You're going to be a parent and you're planning everything from the nursery wall color to the crib accessories so that your baby grows into the smartest and brightest they can be. You're taking prenatal care seriously by meticulously structuring your diet and playing Mozart to your fetus's developing ears. How many of your best laid plans are based on science and how many are founded on myths?
Dr. Sam Wang, neuroscientist, author, and professor, recently co-authored, "Welcome To Your Child's Brain: How the Mind Grows from Conception to College," and in the video above debunks common cognitive development myths. After researching many preconceptions, Dr. Wang was surprised by what many parents inaccurately thought to be true.
Myth: Avoid eating fish during pregnancy
It was thought that high levels of mercury found in fish could harm neural development.
Salmon or sardines are actually good for fetal brain development.
In a New York Post, article Dr. Wang and Sandra Aamodt explain that the nourishing omega-3 fatty acids found in fish are beneficial for brain development. Pregnant women should continue to eat fish, especially sardines and salmon.
Myth: Baby Einstein is good for baby brains
The popular videos targeted at making baby genius's can transform your tot's mind into a super cognition machine.
No tv before the age of 2
In his book, Dr Wang asserts"Multiple studies have shown that infant TV watching is correlated with poor language development." Babies need play and social interactions instead of a glowing screen. Unfortunately, the fast cut brightly colored baby videos are similar to other programming that leads to ADHD. Finally, there simply isn't research that shows that TV benefits babies.
Myth: Breast-feeding increases intelligence
Studies have shown that kids who were breast-fed have higher IQ's.
Mother's that breast-feed tend to have a higher IQ
Breast-feeding is great for many things, mother child bonding and for building immunity, but not as an IQ booster. Mothers that choose to breast-feed tend to have higher IQ's and may be better off financially. This actually has a greater influence on IQ than the type of milk the baby gets.
Myth: Redshirting or holding your child back a grade will give them an advantage
1 in 11 children are held back from entering kindergarten because parents don't' think that they're ready or think that being slightly older than their classmates will give them an academic advantage.

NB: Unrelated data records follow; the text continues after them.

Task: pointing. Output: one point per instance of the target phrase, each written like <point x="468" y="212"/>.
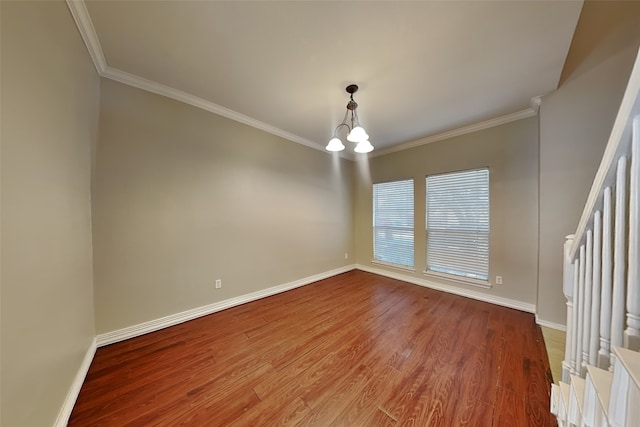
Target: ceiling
<point x="423" y="67"/>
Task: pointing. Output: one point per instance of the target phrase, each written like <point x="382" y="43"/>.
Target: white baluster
<point x="574" y="322"/>
<point x="586" y="311"/>
<point x="632" y="333"/>
<point x="607" y="270"/>
<point x="619" y="257"/>
<point x="580" y="324"/>
<point x="567" y="287"/>
<point x="594" y="319"/>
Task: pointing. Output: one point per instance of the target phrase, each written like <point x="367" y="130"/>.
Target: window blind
<point x="393" y="222"/>
<point x="458" y="223"/>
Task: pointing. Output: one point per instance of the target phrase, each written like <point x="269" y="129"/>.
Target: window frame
<point x="449" y="273"/>
<point x="377" y="257"/>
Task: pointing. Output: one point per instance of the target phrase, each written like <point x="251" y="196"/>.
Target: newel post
<point x="567" y="288"/>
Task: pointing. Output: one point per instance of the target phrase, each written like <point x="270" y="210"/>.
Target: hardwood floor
<point x="354" y="350"/>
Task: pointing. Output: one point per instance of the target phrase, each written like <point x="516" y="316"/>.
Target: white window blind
<point x="393" y="222"/>
<point x="458" y="224"/>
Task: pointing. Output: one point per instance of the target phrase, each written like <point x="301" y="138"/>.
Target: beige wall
<point x="575" y="123"/>
<point x="182" y="197"/>
<point x="511" y="153"/>
<point x="50" y="94"/>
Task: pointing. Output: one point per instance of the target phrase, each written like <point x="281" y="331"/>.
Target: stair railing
<point x="601" y="279"/>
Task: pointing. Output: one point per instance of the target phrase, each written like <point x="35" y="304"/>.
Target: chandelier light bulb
<point x="335" y="145"/>
<point x="363" y="147"/>
<point x="357" y="134"/>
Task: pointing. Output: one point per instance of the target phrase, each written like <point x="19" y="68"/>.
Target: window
<point x="458" y="224"/>
<point x="393" y="222"/>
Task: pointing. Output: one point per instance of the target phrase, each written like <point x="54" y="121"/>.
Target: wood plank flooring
<point x="354" y="350"/>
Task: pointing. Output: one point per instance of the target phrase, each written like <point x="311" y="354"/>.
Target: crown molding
<point x="88" y="32"/>
<point x="187" y="98"/>
<point x="85" y="26"/>
<point x="522" y="114"/>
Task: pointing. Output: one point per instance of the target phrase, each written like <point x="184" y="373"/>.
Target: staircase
<point x="601" y="369"/>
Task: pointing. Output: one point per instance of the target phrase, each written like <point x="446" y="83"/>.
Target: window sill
<point x="396" y="266"/>
<point x="458" y="279"/>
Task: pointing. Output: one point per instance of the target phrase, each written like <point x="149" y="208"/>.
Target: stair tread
<point x="631" y="361"/>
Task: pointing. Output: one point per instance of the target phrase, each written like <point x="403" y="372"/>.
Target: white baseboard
<point x="469" y="293"/>
<point x="76" y="385"/>
<point x="551" y="325"/>
<point x="175" y="319"/>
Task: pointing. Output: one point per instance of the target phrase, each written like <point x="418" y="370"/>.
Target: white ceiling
<point x="423" y="67"/>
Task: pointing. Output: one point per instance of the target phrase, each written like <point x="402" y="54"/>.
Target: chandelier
<point x="356" y="133"/>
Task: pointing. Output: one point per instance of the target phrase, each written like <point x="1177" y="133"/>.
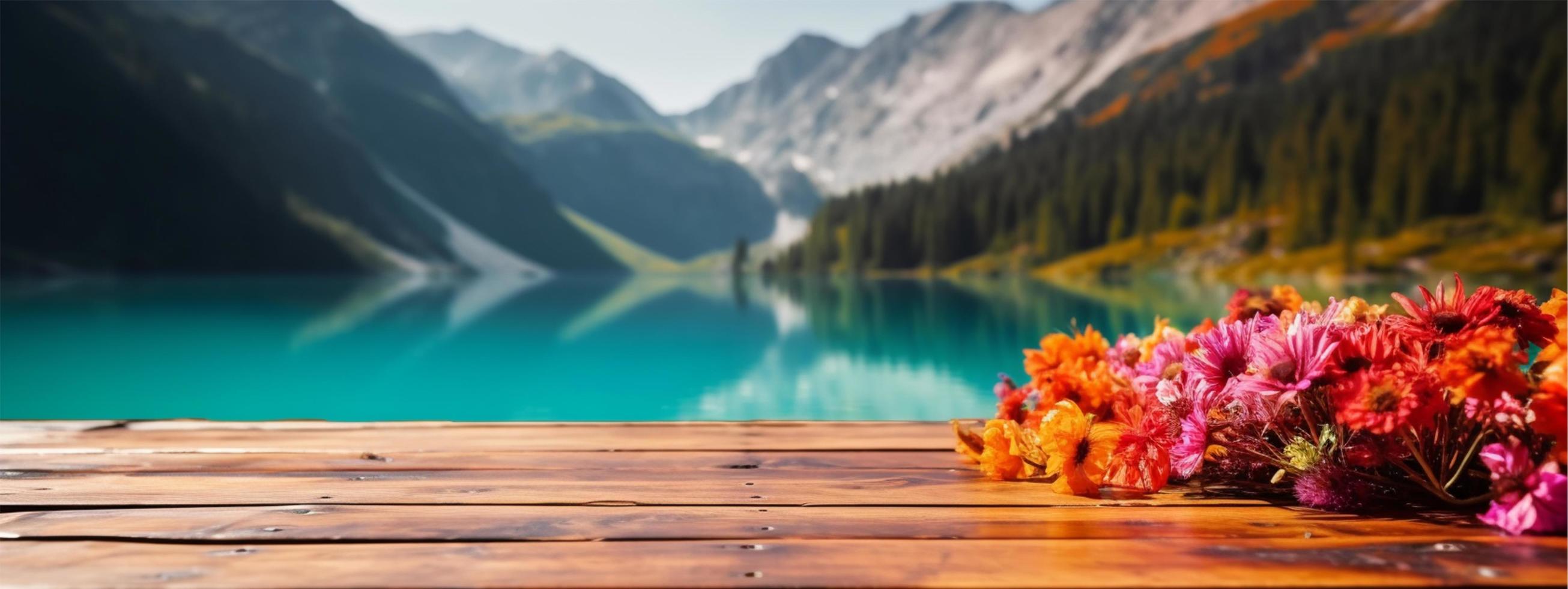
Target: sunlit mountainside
<point x="1292" y="137"/>
<point x="1082" y="139"/>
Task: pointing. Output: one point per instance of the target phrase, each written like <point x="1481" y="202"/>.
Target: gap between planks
<point x="378" y="523"/>
<point x="584" y="486"/>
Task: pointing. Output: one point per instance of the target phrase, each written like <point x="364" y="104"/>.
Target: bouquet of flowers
<point x="1343" y="404"/>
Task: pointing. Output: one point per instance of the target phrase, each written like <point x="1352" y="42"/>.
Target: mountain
<point x="139" y="144"/>
<point x="494" y="79"/>
<point x="139" y="140"/>
<point x="647" y="185"/>
<point x="1327" y="139"/>
<point x="598" y="148"/>
<point x="413" y="126"/>
<point x="932" y="90"/>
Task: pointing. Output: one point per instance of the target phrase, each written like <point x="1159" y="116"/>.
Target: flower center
<point x="1382" y="398"/>
<point x="1357" y="363"/>
<point x="1235" y="367"/>
<point x="1285" y="371"/>
<point x="1131" y="357"/>
<point x="1448" y="323"/>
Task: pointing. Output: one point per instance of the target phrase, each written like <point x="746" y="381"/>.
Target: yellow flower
<point x="1357" y="310"/>
<point x="1001" y="459"/>
<point x="1078" y="450"/>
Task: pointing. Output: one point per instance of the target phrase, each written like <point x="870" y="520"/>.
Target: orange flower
<point x="1142" y="459"/>
<point x="1551" y="401"/>
<point x="1073" y="368"/>
<point x="1078" y="450"/>
<point x="1482" y="365"/>
<point x="999" y="459"/>
<point x="1288" y="298"/>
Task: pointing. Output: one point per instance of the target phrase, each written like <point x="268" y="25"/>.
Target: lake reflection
<point x="576" y="347"/>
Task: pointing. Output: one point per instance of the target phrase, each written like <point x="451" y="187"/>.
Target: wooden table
<point x="300" y="503"/>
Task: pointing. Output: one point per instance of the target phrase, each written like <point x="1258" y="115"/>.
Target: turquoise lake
<point x="574" y="349"/>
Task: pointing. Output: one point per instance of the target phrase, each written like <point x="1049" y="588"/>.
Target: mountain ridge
<point x="499" y="79"/>
<point x="935" y="87"/>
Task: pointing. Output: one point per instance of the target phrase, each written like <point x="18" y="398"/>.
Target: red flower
<point x="1517" y="308"/>
<point x="1387" y="401"/>
<point x="1484" y="363"/>
<point x="1445" y="318"/>
<point x="1142" y="459"/>
<point x="1368" y="346"/>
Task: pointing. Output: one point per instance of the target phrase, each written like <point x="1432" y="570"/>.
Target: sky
<point x="678" y="54"/>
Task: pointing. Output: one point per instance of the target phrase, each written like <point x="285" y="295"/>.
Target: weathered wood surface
<point x="586" y="486"/>
<point x="304" y="462"/>
<point x="308" y="503"/>
<point x="334" y="522"/>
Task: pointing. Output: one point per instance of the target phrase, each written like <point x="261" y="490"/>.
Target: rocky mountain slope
<point x="932" y="90"/>
<point x="647" y="185"/>
<point x="599" y="151"/>
<point x="494" y="79"/>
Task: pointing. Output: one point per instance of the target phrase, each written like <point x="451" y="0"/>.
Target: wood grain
<point x="300" y="462"/>
<point x="1114" y="563"/>
<point x="333" y="522"/>
<point x="717" y="487"/>
<point x="312" y="503"/>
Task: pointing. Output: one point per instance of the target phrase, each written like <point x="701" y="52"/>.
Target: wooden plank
<point x="1348" y="561"/>
<point x="328" y="522"/>
<point x="761" y="487"/>
<point x="41" y="429"/>
<point x="698" y="461"/>
<point x="784" y="436"/>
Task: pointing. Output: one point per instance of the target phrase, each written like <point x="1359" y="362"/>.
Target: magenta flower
<point x="1297" y="362"/>
<point x="1528" y="498"/>
<point x="1191" y="447"/>
<point x="1222" y="352"/>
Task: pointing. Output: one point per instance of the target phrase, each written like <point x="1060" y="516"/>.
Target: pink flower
<point x="1528" y="498"/>
<point x="1300" y="360"/>
<point x="1446" y="316"/>
<point x="1222" y="352"/>
<point x="1194" y="442"/>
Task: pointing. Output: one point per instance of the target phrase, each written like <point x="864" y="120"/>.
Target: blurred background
<point x="700" y="209"/>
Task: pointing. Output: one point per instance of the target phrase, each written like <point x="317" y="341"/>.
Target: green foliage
<point x="1464" y="117"/>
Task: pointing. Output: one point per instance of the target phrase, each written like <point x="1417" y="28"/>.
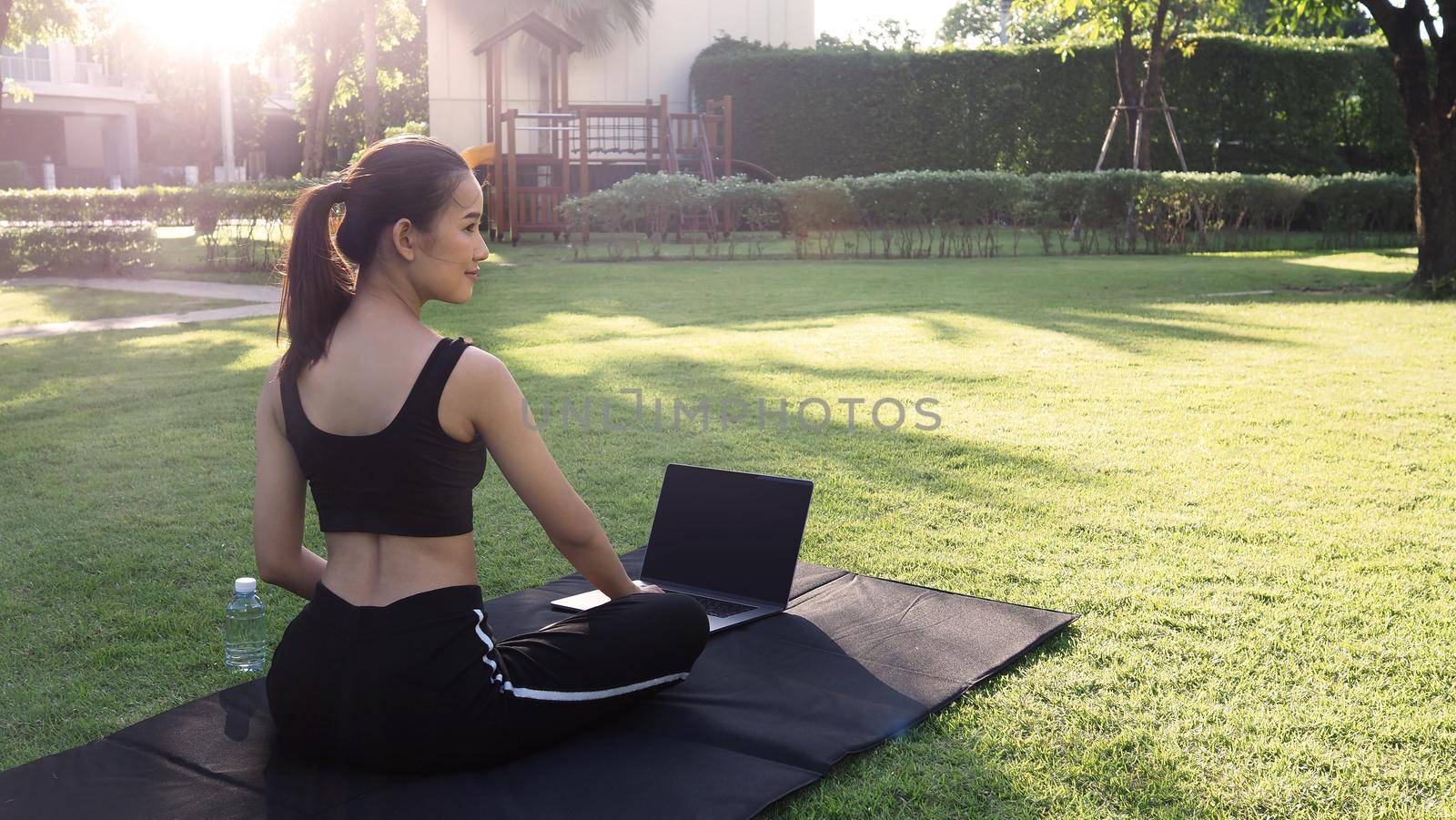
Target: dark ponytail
<point x="407" y="177"/>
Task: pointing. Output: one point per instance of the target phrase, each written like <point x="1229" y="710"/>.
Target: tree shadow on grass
<point x="1121" y="303"/>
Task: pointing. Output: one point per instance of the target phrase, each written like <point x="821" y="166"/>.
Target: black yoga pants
<point x="421" y="684"/>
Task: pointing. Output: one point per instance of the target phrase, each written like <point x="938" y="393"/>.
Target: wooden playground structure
<point x="533" y="160"/>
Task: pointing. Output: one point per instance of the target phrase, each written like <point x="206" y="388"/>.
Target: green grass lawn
<point x="33" y="305"/>
<point x="1249" y="499"/>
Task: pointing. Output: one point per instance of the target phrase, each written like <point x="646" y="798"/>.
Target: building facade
<point x="84" y="116"/>
<point x="631" y="72"/>
<point x="92" y="113"/>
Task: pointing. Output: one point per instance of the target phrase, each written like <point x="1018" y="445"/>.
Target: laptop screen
<point x="728" y="531"/>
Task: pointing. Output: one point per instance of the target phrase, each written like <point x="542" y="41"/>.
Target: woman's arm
<point x="500" y="412"/>
<point x="278" y="497"/>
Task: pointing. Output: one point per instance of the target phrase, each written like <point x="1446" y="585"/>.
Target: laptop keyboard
<point x="718" y="608"/>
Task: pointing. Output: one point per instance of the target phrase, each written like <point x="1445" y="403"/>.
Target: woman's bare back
<point x="357" y="390"/>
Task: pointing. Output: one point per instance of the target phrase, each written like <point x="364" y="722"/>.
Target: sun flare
<point x="186" y="25"/>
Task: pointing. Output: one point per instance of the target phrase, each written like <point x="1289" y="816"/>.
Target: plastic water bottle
<point x="244" y="633"/>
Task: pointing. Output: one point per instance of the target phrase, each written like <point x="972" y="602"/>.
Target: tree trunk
<point x="1431" y="118"/>
<point x="5" y="29"/>
<point x="317" y="127"/>
<point x="371" y="130"/>
<point x="1126" y="57"/>
<point x="1436" y="218"/>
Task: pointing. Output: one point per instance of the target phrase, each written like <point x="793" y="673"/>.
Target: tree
<point x="1423" y="55"/>
<point x="324" y="33"/>
<point x="29" y="21"/>
<point x="1001" y="22"/>
<point x="188" y="118"/>
<point x="1143" y="31"/>
<point x="885" y="35"/>
<point x="399" y="76"/>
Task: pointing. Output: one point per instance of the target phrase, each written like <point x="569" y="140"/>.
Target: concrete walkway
<point x="266" y="299"/>
<point x="181" y="288"/>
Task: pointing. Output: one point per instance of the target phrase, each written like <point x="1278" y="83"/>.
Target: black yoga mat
<point x="769" y="706"/>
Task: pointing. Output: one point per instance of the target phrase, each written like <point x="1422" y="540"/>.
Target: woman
<point x="392" y="663"/>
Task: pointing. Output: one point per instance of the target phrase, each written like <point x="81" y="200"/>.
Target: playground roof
<point x="538" y="26"/>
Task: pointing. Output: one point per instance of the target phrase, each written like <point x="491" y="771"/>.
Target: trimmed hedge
<point x="255" y="213"/>
<point x="1245" y="104"/>
<point x="162" y="204"/>
<point x="76" y="247"/>
<point x="979" y="213"/>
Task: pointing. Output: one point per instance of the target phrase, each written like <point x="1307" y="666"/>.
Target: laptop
<point x="727" y="538"/>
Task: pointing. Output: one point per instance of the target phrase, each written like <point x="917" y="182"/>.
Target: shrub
<point x="76" y="248"/>
<point x="1245" y="104"/>
<point x="973" y="213"/>
<point x="14" y="175"/>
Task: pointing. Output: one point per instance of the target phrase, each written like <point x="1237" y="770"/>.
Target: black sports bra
<point x="411" y="478"/>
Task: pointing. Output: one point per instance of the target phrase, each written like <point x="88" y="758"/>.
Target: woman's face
<point x="450" y="259"/>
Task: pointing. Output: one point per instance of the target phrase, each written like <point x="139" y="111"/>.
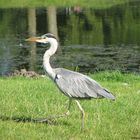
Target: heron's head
<point x="44" y="39"/>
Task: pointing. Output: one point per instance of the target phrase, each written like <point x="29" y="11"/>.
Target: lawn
<point x="23" y="99"/>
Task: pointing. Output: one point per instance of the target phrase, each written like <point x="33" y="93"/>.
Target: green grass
<point x="43" y="3"/>
<point x="24" y="98"/>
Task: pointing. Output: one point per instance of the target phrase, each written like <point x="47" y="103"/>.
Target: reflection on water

Delay kindergarten at your child's peril
This aptly titled article by Dr. Wang and Sandra Aamodt explains that holding your child back will only put them at a disadvantage in the long run. One study showed that younger students made more progress than older students held back. Having more years in school put them at an advantage.
Finally, the number 1 thing parents can do to improve their child's brain development, is to relax! If you're providing a safe, healthy and stable environment, frantically fussing over your little one's brain won't help. Their brain will develop mostly on its own, don't over prune, over water, and fret and fuss. Send rays of happy parenting sunshine to your child's growing mind.